What was Hillary Clinton's now-famous Emotional Moment if not the stuff of the reality confessional - the moment a contestant, alone before the cameras, rips away the artifice and tells the honest truth? Asked an open-ended question off-camera in New Hampshire, Clinton looked up and let loose, revealing some rarely seen pathos while still managing to squeeze in a good knock at her opponents. Reality producers would have promoted it ceaselessly. In this case, news directors did.

The alliances

Republican candidates join together to gang up on Clinton. Barack Obama and John Edwards join together for the same. Republicans take turns beating up on Romney. Shifting front-runners means shifting alliances, so it's never quite clear who's due for the next attack. Even when the candidates make nice - as they tried to do last Tuesday in Nevada - the tension is still palpable. So, Obama and Clinton are friends now, joined by their commitment to race relations and their joint opposition to nuclear waste? Sure they are. The behind-the-scenes backstabbing continues, and makes its way into the coverage.

Villains get comeuppance

It's not just the candidates who get the compelling narrative arcs.
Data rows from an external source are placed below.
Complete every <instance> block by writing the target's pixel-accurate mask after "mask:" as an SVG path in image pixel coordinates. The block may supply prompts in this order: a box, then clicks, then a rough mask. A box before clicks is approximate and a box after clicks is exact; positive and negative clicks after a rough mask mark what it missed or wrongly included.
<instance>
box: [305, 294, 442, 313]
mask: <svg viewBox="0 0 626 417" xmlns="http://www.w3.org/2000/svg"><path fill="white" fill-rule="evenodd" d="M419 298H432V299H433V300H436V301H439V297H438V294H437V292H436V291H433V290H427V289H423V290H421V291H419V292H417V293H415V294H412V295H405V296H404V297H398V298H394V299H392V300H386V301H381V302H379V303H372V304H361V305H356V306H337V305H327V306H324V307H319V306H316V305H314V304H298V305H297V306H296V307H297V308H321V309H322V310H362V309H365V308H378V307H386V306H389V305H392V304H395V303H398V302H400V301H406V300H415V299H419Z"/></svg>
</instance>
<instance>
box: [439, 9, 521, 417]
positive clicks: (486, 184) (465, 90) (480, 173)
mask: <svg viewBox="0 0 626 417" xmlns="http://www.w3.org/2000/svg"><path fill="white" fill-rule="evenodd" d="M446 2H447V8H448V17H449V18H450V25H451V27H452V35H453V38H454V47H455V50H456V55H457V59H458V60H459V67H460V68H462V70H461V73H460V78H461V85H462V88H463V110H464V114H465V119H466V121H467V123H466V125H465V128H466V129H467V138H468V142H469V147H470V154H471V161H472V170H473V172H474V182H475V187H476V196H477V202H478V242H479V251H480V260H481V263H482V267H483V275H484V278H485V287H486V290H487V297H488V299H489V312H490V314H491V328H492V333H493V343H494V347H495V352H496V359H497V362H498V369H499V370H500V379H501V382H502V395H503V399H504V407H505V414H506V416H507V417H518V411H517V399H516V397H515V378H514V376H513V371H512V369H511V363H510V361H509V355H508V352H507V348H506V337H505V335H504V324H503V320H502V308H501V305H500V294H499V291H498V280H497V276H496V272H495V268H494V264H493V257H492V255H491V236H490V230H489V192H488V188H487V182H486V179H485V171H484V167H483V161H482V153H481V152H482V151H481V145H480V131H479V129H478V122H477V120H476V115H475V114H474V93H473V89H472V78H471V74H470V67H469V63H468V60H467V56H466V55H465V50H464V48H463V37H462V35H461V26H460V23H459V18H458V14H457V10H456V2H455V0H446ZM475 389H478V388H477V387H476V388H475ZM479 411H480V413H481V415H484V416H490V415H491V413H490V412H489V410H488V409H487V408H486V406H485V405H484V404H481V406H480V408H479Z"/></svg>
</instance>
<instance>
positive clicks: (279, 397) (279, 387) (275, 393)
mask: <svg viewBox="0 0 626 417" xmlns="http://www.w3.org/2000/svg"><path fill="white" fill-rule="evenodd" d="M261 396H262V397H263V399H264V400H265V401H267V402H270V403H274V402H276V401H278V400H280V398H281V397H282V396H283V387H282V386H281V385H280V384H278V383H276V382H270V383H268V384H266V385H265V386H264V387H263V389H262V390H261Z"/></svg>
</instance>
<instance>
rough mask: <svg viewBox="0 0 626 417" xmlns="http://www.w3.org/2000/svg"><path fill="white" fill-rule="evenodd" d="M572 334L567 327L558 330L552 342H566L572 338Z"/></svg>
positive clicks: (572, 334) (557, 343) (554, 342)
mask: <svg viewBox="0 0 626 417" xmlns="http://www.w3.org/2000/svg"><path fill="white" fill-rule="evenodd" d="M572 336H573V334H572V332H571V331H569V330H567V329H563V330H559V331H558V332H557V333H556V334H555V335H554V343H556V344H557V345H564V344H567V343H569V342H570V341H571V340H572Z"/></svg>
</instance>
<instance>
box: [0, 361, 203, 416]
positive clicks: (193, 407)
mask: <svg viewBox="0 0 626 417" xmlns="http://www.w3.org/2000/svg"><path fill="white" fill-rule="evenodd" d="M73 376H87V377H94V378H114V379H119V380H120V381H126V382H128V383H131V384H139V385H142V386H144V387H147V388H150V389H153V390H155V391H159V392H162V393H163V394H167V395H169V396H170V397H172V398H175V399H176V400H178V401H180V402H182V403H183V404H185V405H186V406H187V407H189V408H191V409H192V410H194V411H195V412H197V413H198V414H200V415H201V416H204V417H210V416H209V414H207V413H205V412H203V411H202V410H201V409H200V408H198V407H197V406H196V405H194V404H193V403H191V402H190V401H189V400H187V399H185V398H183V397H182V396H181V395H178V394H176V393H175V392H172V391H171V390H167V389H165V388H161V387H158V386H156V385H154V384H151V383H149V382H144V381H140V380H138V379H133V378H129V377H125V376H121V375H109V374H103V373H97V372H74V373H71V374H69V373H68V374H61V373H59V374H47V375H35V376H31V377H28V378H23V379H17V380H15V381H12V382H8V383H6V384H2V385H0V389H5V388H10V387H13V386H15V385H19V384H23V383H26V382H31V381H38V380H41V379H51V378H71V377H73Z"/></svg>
MSNBC's Chris Matthews, once defiantly un-PC, apologized on the air last week for making disparaging statements about Clinton. "The reason she's a US senator, the reason she's a candidate for president, the reason she may be a front-runner, is that her husband messed around," Matthews said on the MSNBC morning show the day after the New Hampshire primary. Soon, everyone was calling him out, from Gloria Steinem to the women of "The View." Omarosa never got so roundly attacked on "The Apprentice" - though, unlike Omarosa, Matthews was contrite.

The uncertainty

There's no reality staple so satisfying as the surprise win, or surprise ouster. You thought it was shocking when Chris Daughtry got bumped from "American Idol"? How about when voters defied the polls and gave Clinton a victory in New Hampshire? Some election-night cliffhangers have dragged on for hours. Some turns of fortune have been dramatic. Huckabee is a nobody, until he surges and wins in Iowa. Romney is an also-ran, then pulls out a Michigan victory. The issues and voter priorities keep changing, too. It's as if every new contest is another challenge, and nobody has immunity. Not a terrible way to pick a president, when you think about it.